How Investors Reacted
Investors loved the surprise earnings beat and pushed shares of MNST 8.8% higher from $57.99 at Thursday’s close to $63.11 on Friday. That was the highest settlement since March 4 when shares ended the day at $65.02 apiece. At Friday’s closing level, MNST is now up more than 28% from the Dec. 31 close of $49.22.
Monster was also Friday’s third top-performing S&P 500 component. It lagged right behind Newell Brands Inc. (NWL) and Flowserve Corp. (FLS), which respectively climbed 13.5% and 9.3% on the day.
The Bigger Picture
Monster’s huge earnings report appears all the more surprising when investors consider just how much the beverage products have been marred in controversy. Its Monster Energy line has – along with competing products like Red Bull and Mountain Dew Kickstart – been a central target of public concerns and new scientific research, which highlight the worsening effects that energy beverages have on heart health and diabetic issues.

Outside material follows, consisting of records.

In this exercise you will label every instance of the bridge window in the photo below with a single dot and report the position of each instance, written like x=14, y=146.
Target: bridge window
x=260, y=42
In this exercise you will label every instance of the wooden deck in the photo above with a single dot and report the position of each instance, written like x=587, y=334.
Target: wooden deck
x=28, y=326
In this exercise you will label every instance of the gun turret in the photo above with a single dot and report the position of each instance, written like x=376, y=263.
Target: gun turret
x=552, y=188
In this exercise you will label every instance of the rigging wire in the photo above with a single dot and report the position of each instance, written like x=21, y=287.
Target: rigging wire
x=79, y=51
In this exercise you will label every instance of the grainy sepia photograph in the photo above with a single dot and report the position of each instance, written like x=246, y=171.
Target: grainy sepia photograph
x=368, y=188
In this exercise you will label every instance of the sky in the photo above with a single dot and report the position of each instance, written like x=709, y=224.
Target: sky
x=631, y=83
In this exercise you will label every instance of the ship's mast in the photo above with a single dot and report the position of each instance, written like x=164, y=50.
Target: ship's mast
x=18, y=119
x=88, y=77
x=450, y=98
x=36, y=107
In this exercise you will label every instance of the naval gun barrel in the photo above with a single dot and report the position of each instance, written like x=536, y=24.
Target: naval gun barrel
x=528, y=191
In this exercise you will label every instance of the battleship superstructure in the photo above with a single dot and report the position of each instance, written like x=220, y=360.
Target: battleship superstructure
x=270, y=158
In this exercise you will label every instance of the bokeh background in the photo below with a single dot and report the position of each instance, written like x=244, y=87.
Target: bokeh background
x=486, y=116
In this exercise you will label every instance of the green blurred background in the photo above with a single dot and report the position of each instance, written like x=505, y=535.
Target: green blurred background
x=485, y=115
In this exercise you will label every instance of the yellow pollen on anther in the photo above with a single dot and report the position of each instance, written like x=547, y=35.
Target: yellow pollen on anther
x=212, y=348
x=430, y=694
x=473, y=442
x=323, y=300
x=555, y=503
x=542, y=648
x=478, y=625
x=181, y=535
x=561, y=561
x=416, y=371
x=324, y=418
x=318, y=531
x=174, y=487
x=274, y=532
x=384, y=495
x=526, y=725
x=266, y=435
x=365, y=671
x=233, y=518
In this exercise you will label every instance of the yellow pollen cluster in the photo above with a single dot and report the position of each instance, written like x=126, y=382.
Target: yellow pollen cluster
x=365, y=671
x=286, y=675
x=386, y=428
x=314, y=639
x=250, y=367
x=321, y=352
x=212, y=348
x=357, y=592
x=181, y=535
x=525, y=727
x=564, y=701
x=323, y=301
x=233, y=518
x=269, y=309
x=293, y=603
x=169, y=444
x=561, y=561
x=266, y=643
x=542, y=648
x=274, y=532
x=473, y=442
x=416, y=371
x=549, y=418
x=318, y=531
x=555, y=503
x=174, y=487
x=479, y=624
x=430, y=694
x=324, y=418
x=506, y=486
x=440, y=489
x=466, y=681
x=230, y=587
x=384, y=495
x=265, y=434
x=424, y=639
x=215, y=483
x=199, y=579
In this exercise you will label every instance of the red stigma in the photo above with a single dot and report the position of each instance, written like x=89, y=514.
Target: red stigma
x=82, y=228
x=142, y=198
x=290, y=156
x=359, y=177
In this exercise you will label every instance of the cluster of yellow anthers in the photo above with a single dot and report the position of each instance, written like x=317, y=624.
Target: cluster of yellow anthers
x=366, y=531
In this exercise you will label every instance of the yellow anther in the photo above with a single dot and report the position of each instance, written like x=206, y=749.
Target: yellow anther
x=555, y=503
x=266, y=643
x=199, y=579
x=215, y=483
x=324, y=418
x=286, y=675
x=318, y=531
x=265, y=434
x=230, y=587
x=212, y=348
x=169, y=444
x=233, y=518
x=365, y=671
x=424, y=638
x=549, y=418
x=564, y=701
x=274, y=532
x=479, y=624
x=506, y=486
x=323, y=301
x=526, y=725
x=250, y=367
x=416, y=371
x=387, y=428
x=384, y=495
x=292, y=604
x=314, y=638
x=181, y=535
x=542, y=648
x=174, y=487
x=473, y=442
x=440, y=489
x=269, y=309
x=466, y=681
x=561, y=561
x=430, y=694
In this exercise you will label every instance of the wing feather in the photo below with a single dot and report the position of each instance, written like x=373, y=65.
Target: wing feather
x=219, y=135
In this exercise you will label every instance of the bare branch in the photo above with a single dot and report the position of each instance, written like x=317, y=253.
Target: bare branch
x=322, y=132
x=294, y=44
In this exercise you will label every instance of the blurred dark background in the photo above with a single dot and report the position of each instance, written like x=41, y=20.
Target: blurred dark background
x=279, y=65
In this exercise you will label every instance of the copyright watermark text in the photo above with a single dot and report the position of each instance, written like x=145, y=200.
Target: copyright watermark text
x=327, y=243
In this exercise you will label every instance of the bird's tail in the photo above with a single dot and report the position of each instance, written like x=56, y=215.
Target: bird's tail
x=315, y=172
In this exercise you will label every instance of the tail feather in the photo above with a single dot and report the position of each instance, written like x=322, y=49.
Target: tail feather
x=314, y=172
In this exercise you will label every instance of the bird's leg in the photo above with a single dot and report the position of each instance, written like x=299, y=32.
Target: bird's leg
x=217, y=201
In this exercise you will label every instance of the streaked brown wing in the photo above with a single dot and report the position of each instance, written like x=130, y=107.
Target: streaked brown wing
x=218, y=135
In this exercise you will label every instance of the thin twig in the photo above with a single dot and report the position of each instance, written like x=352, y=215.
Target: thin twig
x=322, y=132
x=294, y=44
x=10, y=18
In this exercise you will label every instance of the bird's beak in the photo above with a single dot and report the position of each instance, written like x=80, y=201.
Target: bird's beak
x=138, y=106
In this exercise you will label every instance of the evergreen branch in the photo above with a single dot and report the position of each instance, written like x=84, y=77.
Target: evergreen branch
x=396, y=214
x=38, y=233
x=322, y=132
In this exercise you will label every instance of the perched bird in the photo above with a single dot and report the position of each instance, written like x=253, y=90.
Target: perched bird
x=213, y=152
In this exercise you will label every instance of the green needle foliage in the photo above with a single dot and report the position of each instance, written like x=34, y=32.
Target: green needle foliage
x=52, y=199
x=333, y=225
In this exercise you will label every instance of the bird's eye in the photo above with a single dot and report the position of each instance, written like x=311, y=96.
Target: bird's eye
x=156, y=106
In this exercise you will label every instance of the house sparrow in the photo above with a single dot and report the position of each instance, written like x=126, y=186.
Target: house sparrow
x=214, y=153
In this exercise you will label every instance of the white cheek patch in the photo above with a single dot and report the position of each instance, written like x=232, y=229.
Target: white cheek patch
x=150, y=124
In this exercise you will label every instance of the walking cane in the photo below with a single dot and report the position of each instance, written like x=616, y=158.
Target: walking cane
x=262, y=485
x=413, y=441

Just this week, researchers from the University of Texas in Houston found that consuming drinks like Monster and Red Bull dramatically narrows blood vessels within just 90 minutes, increasing the risk of blockages that can lead to strokes and heart attacks. They also noted how the combination of common energy-drink ingredients – including high levels of sugar, caffeine, and taurine – could significantly damage artery linings, among other areas of the cardiovascular system.

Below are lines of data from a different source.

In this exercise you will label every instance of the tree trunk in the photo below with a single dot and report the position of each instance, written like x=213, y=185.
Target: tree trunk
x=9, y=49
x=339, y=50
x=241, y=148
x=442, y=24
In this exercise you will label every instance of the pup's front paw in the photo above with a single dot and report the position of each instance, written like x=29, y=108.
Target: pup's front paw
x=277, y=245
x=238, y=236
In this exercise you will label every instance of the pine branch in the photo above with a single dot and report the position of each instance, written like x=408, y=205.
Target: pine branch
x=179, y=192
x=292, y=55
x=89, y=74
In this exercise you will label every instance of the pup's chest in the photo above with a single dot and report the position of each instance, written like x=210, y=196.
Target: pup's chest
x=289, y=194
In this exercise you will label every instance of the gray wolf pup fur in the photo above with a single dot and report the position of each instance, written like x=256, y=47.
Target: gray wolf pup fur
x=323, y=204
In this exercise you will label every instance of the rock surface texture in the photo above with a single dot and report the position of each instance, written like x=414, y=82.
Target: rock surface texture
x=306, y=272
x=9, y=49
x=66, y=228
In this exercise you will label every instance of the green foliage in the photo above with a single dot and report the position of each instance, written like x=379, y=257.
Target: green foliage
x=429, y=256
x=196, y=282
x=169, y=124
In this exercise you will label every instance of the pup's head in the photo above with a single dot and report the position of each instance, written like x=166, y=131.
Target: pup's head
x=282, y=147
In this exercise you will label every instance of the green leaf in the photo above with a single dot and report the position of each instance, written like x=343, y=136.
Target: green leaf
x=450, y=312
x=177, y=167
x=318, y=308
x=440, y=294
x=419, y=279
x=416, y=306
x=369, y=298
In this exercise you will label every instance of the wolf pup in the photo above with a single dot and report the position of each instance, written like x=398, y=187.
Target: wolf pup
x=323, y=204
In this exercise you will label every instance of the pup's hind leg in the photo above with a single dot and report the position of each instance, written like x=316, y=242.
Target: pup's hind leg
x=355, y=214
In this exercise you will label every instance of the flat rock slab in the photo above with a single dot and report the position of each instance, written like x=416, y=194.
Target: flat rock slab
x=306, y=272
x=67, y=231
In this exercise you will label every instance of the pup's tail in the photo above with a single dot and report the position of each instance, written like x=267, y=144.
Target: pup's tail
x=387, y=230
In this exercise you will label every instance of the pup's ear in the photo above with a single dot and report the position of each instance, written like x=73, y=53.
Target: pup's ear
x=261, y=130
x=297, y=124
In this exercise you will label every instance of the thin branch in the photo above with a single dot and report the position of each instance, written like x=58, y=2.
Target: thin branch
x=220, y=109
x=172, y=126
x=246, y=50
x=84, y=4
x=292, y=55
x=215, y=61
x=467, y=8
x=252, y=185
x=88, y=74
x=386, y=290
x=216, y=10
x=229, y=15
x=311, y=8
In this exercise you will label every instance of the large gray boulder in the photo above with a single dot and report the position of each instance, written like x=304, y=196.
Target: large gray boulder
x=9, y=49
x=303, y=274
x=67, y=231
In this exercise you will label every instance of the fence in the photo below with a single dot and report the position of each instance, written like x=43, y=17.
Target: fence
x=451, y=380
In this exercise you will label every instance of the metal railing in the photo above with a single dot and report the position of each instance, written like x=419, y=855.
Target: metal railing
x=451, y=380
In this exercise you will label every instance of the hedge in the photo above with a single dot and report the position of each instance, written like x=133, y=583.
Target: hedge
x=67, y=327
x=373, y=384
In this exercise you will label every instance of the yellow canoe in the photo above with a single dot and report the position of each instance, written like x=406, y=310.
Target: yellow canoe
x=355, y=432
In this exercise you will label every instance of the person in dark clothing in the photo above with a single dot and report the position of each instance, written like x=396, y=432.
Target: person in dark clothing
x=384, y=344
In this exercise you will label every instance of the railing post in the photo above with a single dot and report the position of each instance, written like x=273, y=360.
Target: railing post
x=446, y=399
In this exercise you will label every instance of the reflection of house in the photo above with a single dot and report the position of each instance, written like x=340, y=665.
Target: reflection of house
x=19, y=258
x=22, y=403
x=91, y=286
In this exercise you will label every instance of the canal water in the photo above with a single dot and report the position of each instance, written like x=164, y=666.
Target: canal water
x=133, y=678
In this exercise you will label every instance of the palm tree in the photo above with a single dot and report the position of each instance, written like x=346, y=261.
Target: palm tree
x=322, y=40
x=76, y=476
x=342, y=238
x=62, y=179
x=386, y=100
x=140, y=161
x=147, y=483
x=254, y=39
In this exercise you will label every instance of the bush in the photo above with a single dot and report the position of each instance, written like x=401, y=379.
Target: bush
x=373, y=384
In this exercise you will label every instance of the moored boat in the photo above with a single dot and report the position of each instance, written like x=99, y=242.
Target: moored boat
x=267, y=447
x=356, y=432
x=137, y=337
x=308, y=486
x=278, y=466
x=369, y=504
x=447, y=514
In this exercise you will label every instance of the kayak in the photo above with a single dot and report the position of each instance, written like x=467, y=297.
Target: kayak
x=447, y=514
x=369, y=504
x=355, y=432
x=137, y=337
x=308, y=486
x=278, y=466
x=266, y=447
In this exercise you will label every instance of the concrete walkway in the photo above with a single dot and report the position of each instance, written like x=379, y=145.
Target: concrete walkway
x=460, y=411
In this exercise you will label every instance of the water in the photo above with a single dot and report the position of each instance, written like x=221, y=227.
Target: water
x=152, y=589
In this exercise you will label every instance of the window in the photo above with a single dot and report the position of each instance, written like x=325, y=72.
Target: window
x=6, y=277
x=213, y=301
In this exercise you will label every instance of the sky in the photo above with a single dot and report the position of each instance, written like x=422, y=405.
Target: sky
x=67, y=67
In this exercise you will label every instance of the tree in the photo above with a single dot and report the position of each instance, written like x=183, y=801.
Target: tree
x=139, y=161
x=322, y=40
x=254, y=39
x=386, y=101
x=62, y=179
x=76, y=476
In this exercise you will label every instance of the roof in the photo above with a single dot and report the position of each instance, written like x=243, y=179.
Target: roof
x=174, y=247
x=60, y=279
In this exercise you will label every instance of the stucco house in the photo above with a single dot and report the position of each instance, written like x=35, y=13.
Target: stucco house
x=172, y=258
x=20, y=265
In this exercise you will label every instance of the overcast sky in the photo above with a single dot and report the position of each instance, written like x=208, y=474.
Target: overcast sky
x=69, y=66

Past studies have led governments to try to ban sales of energy drinks outright. After a Canadian study last year found that energy drinks are linked to seizures among young people and children, Canada and the U.K. moved to restrict sales, with the latter trying to ban sales to kids under 16 years old.
But U.S. sales have remained resilient in the face of international outcry. While some states are making strides – including Texas, where lawmakers want to prohibit the use of food stamps to purchase energy drinks and soda – average daily energy-drink consumption increased as much as 5.5% among young adults between 2003 and 2016, according to the American Journal of Preventive Medicine. In a U.S. survey performed by Statista last year, roughly 33.85% of all respondents aged 18 to 29 said they consume energy drinks on a daily basis.
Despite the health community’s negative perception of its products, Monster has persevered as an enormous success story. It has vaulted past earnings expectations for at least the last four quarters and maintains strong demand in the face of rising retail prices. The firm appears to be staving off the existential threat of shifting consumer tastes that have forced much larger companies to change their product strategies. For example, the Coca-Cola Co. (KO) – which owns nearly 17% of Monster – reacted to soda consumption hitting 30 year lows in 2016 by re-launching Coke Zero and other healthier alternatives. This led to earnings beats in Q2 2018, Q3 2018, and Q1 2019.
Even though its financials indicate otherwise, Monster remains an incredibly risky play for one huge reason: government intervention. The trend of governments curbing sales of energy drinks won’t be disappearing anytime soon, and Monster may feel more pressure as other companies – including its largest owner – make a show of moving away from these unhealthier products.
That being said, investors should take a wait-and-see approach to MNST stock. With shares at lofty highs, now’s likely not the best time to pour money into the beverage company. Investors should track the next few earnings reports to see if Monster’s bottom line truly starts to fall as a result of action from governments and health-advocacy groups.